Administrators announced plans for the 148,000 square foot, $25.5 million project last week.
"To be proactive, the college believes by adding student housing we'll be able to increase the access for higher education and be able to attract students from outside of the area into the campus community to take advantage of our strong academic programs," Vice President for Academic and Student Affairs Brian Durant said.
With growing demand from students and a spike in popularity of community colleges because of lower cost, administrators say the timing for dorms is right.
Adirondack joins a growing list of local community colleges, including Dutchess County and Fulton-Montgomery -- that have had plans in the works for some time. Schenectady County Community College recently broke ground on its first dorms.
"As community colleges, part of our mission is to be flexible and adaptive to the needs of our community,” said Martha Asselin, SCCC’s Vice President of Student Affairs. “What our community is staying to us is they'd really like to be able to stay right on the residential property."
New York State regulations prevent community colleges from owning and maintaining student housing, so what schools like SUNY Adirondack and Schenectady County Community College have done is setup single member LLCs to finance and manage the dorms.
Many of the local dorm projects, including SCCC's, are being constructed by the United Group, a company that specializes in student housing.
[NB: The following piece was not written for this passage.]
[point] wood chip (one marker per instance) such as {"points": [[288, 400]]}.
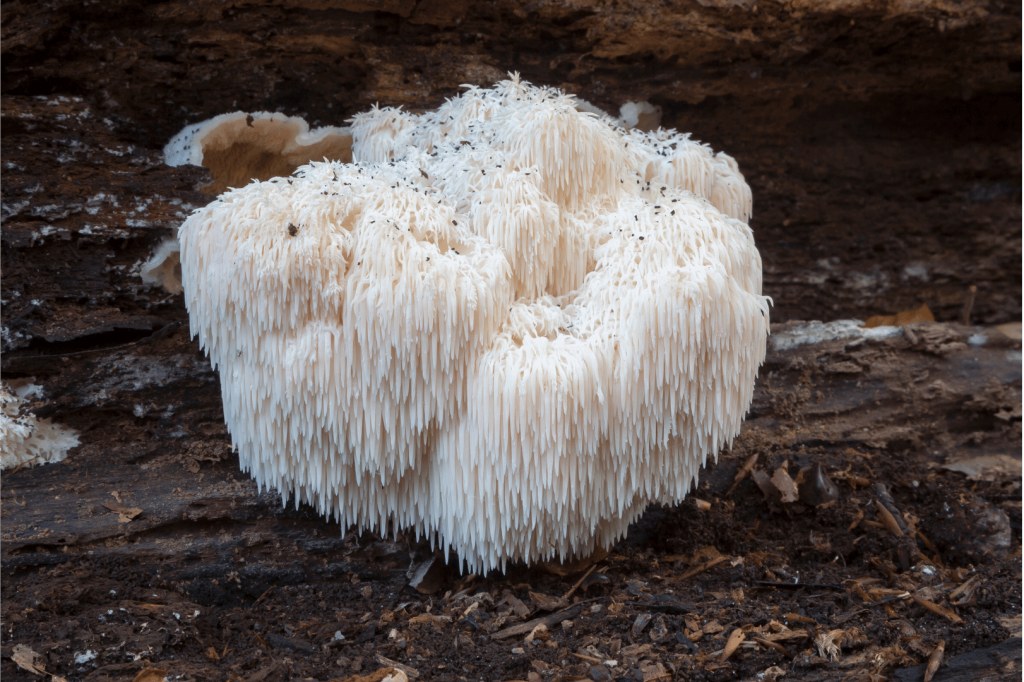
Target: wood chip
{"points": [[702, 567], [735, 638], [935, 661], [938, 610], [547, 621], [411, 672], [888, 519], [743, 472]]}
Company reps say it's impossible to ignore the new trend at community colleges.
"We've actually done student housing at four community colleges, this being our fourth,” United Group Social Media Director Joe Uccellini said. “We're finding that students who go to community college do want the college life, it's just that it cost them more money to go to those schools."
Given the economic climate and ultra-competitive job market, school administrators agree the trend isn't one that's likely to go away.
"Open access to higher education, which is what our community colleges offer to people, is something that a lot of students need,” Durant said. “It's affordable, it's accessible and student housing would allow them to have a full college experience just like the traditional colleges and universities have had for years."
SUNY Adirondack is expected to break ground in April and have the project complete in time for the Fall 2013 semester.